In the midst of this fast-evolving situation, we thought it was imperative to first capture and then report what was happening in communities around the country. If hate was given license by the results of the election and communities were under attack, we wanted to know, and we wanted the world to know. Following the election of President Donald Trump we launched the #ReportHate campaign, which by the end of 2016 had reached millions on social media and beyond.
For many Americans, the result of the election was a surprise. Unfortunately, for too many Americans, so was the harassment the election seemed to have given a fresh license to. As one Asian-American woman told us, "I have experienced discrimination in my life, but never in such a public and unashamed manner."
Our strategy was therefore quite simple. We recognized a fast-moving situation — an eruption of reports across the social web — and created a tool to measure it.
We acted immediately, and by mid-day on November 9 launched a simple form to collect reports and directed people to it on Facebook and Twitter with #ReportHate. We were careful to be very clear in our communications that reporting to us was no substitute for contacting law enforcement or other authorities.
The response was immediate. Hundreds of reports came in the few days following the election. Not long after we announced the campaign on social, calls started coming in to our office as well. Staff worked overtime to take down every report that was submitted.
A team was assembled to respond to reports and 1. confirm that authorities were also notified and 2. capture more details about the incident including collecting images of vandalism. On Friday November 11, we posted the first of a series blog posts based on our findings. That first count? 201 in two-and-a-half days. As part of our strategy of raising awareness around these reports, we worked closely with national and local reporters to track down stories of harassment around the country. We also used social media to distribute guides on how our supporters and the public at large could fight back against hate in their communities.

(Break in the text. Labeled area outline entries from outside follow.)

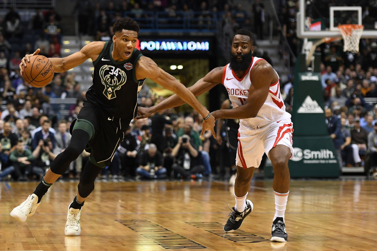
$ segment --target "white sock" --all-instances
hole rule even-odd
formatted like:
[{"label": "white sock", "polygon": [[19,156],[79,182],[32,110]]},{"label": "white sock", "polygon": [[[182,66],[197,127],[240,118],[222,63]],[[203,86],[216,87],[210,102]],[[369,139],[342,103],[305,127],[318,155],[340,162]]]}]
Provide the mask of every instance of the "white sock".
[{"label": "white sock", "polygon": [[240,213],[242,213],[245,210],[245,207],[246,207],[246,197],[247,196],[247,194],[248,193],[246,193],[242,197],[237,197],[236,194],[234,195],[236,199],[236,206],[235,206],[235,208]]},{"label": "white sock", "polygon": [[275,220],[277,217],[283,218],[284,220],[284,213],[285,213],[285,208],[287,206],[287,201],[288,201],[288,195],[289,194],[289,191],[285,194],[280,194],[275,191],[275,215],[274,217],[274,220]]}]

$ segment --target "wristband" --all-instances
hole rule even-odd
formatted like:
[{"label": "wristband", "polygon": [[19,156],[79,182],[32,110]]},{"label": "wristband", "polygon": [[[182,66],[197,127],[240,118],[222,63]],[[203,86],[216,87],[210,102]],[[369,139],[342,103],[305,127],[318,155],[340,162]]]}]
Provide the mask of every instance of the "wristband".
[{"label": "wristband", "polygon": [[208,119],[210,118],[210,116],[211,116],[211,112],[210,112],[210,113],[208,114],[208,116],[205,117],[205,118],[203,118],[204,120]]}]

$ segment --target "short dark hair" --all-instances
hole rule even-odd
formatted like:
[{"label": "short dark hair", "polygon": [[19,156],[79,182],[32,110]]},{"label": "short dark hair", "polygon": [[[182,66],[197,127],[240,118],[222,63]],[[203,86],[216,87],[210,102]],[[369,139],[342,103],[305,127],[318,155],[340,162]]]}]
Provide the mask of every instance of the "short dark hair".
[{"label": "short dark hair", "polygon": [[134,31],[139,33],[140,28],[136,21],[130,17],[123,17],[115,21],[113,31],[115,34],[123,30]]},{"label": "short dark hair", "polygon": [[255,41],[254,35],[249,30],[246,30],[246,29],[240,29],[236,32],[236,34],[234,34],[235,36],[236,35],[243,35],[244,36],[247,36],[250,37],[250,40],[252,42],[252,44],[254,45],[254,41]]}]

As it quickly became apparent, and as the media helped confirm, the election had unleashed a torrent of ugly incidents that spanned diverse communities and politics. From our very first post, we also collected and reported on a number of anti-Trump incidents, though this number remained lower than the majority of other incident types.
By Thanksgiving it was clear that we had an opportunity to bring even more attention to this issue. We reviewed the incidents reported in the ten days following the election and published our findings at a press conference in Washington DC. Joining us were advocates from many of the communities that were targeted. Together in solidarity, and with our report, we appealed to our new president to recognize what his election had unleashed.
"Since Election Day, the Southern Poverty Law Center has reported hundreds of incidents of harassment and intimidation. I say to Donald Trump: take responsibility."
That was former Democratic Minority Leader Harry Reid speaking on the floor of the United States Senate on November 15. Senator Reid also read #ReportHate's then-300 incidents into the Congressional Record.
In New York, Governor Andrew Cuomo ordered the NYPD to create a special unit to investigate the incidents our initial #ReportHate results showed in the state. Philadelphia, Los Angeles, and Nashville followed suit. Massachusetts' attorney general created a hotline for people to report incidents and Seattle's mayor signed an executive order reaffirming the city's commitment to immigrants, the top target of harassment according to our findings. We also worked with a number of other major municipalities, including law enforcement agencies, to share our data and assist the setup of other methods of data collection.
We also worked closely with many media outlets across the country to share our data and stories and to provide context for what we were seeing. In January 2017, we joined #ReportHate to a long-term collaborative project led by the investigative nonprofit ProPublica. Together with a number of other civil rights organizations, newspapers, and software companies, we are committed to continuing the work of #ReportHate. Our goal remains to ensure that victims have a voice and that allies and authorities are equipped to help fight hate in all its forms.